# Imports

In [None]:
import pandas as pd
import numpy as np
from sliding_window import SlidingWindow

# Globals

In [None]:
df = pd.read_csv('full_data.gz', compression='gzip')
df = df.drop(['Unnamed: 0'], axis=1).set_index('time')

In [None]:
num_experiments = 16
num_participants = 24
exclude = 10
analytic_functions_list = ['mean', 'sum', 'median', 'min', 'max', 'std']
labels_dict = {'wlk': 0, 'sit': 1, "std": 2, "ups": 3, "jog": 4, "dws": 5}

# Helper Functions

In [None]:
def data_allocation(df):
    # Define X,Y
    df = df.sample(frac=1).reset_index(drop=True)
    X, y = df.drop(["action"], axis=1), df["action"]
    y = y.replace(labels_dict)
    
    # Divide to training, validation and test set 70%, 10%, 20%
    num_training = int(df.shape[0] * 0.7)
    num_validation = int(df.shape[0] * 0.1)
    X_train, y_train = X[:num_training], y[:num_training]
    X_vald, y_vald = X[num_training:num_training + num_validation], y[num_training:num_training + num_validation]
    X_test, y_test = X[num_training + num_validation:], y[num_training + num_validation:]
    
    return X_train, y_train, X_vald, y_vald, X_test, y_test

In [None]:
from sklearn.metrics import classification_report, confusion_matrix

def create_classes(labels_dict):
    classes_indexs = labels_dict.items()
    classes_indexs = sorted(classes_indexs, key=lambda x: x[1])
    classes_names = [label for label, index in classes_indexs]
    return classes_names

def evaluate_results(y_true, y_pred, classes):
        print("---- Printing classification report ----")
        print(classification_report(y_true, y_pred, target_names=classes))

# Model Evaluation

## Prepare Dataframe to Classify

In [None]:
window = SlidingWindow(df, 10, num_experiments, num_participants, exclude, analytic_functions_list)
sld_df = window.df
X_train, y_train, X_vald, y_vald, X_test, y_test = data_allocation(sld_df)
classes_names = create_classes(labels_dict)

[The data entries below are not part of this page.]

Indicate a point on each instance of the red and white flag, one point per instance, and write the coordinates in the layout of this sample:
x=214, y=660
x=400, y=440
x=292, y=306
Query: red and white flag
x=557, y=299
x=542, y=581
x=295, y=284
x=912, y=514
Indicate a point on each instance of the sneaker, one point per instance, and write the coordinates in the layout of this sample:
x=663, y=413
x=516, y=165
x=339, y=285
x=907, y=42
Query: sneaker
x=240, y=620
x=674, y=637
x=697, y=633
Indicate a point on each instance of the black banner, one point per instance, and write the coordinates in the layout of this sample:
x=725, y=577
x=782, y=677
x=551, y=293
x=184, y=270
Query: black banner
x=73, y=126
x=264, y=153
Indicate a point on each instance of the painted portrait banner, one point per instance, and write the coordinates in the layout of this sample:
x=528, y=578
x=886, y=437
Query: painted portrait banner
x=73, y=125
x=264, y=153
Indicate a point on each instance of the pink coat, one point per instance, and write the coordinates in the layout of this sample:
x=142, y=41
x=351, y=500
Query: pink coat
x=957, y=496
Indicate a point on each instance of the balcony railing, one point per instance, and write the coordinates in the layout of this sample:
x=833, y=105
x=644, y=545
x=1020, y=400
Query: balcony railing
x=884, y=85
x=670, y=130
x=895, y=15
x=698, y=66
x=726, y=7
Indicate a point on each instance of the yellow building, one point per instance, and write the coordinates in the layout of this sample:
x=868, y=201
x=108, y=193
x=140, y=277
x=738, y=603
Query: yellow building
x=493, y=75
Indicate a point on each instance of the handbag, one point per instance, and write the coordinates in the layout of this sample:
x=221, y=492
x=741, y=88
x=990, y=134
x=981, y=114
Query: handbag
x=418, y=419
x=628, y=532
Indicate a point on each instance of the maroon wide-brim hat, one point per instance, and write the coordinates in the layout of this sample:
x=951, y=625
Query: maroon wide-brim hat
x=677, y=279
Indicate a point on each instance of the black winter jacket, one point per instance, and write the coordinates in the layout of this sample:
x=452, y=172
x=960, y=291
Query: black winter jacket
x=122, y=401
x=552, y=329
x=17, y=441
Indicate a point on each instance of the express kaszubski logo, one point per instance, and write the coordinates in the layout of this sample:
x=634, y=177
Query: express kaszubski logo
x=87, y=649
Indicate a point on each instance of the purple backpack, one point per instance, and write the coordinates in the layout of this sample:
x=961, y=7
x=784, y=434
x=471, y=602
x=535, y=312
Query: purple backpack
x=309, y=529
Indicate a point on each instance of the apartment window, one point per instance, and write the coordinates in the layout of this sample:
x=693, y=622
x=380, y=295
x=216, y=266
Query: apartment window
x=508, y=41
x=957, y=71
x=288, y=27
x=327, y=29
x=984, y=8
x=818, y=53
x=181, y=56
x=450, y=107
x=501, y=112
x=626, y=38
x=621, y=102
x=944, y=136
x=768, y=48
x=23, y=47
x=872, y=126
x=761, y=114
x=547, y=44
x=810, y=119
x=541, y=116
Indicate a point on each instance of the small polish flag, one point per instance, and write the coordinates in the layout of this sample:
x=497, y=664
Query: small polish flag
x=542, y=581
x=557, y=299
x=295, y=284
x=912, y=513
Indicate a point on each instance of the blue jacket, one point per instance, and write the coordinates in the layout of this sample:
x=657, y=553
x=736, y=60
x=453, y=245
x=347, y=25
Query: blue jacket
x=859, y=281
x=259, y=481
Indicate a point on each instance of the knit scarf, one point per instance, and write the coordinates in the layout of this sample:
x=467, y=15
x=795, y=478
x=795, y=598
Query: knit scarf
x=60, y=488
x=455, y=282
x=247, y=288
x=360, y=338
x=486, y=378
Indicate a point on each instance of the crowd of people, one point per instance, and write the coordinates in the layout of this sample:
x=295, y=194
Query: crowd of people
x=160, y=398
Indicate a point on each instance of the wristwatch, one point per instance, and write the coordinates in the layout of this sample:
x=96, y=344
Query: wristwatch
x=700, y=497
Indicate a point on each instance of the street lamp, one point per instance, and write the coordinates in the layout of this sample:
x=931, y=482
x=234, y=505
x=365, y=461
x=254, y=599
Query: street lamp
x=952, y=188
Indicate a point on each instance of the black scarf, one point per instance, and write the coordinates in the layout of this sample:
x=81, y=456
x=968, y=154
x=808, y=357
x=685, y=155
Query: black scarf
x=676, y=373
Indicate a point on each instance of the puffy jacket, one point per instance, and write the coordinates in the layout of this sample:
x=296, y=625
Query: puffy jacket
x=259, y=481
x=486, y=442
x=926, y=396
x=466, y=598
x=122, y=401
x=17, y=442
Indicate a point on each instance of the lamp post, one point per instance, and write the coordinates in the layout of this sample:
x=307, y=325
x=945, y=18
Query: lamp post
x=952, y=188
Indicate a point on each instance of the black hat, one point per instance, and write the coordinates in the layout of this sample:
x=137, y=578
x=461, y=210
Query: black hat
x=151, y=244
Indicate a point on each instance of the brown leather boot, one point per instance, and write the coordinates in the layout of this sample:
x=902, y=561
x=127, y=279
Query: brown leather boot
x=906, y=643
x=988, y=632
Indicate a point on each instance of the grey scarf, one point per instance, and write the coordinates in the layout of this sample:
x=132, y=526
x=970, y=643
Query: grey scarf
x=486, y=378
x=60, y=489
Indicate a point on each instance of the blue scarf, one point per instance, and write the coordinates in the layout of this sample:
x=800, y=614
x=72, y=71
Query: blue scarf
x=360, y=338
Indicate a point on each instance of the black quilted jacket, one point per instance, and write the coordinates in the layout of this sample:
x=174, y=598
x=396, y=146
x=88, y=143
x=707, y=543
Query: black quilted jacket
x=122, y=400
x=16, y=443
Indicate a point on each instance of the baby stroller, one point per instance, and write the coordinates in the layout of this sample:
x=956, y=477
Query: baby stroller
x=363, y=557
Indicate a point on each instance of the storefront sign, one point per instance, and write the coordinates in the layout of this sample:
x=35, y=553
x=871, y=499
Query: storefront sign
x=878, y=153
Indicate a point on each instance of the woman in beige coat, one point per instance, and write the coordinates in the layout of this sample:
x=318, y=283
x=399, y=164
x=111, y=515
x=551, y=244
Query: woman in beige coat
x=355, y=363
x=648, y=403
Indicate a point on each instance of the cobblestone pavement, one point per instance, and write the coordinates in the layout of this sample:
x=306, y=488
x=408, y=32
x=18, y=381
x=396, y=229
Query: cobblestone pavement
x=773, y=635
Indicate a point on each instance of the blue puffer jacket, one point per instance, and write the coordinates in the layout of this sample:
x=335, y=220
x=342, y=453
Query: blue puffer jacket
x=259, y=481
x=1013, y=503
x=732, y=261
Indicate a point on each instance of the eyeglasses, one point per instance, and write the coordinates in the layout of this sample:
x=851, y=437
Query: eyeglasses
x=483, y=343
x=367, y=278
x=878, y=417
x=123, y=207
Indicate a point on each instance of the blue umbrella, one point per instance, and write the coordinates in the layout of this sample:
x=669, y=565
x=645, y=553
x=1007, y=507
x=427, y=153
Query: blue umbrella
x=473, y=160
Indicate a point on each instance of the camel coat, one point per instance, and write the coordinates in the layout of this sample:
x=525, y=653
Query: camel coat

## Random Forest Classifier

In [None]:
from sklearn.ensemble import RandomForestClassifier
rf = RandomForestClassifier(n_jobs=-1, verbose=1)
rf.fit(X_train, y_train)

### Evaluate Results

In [None]:
prediction = rf.predict(X_vald)
evaluate_results(y_vald, prediction, classes_names)

In [None]:
prediction_test = rf.predict(X_test)
evaluate_results(y_test, prediction_test, classes_names)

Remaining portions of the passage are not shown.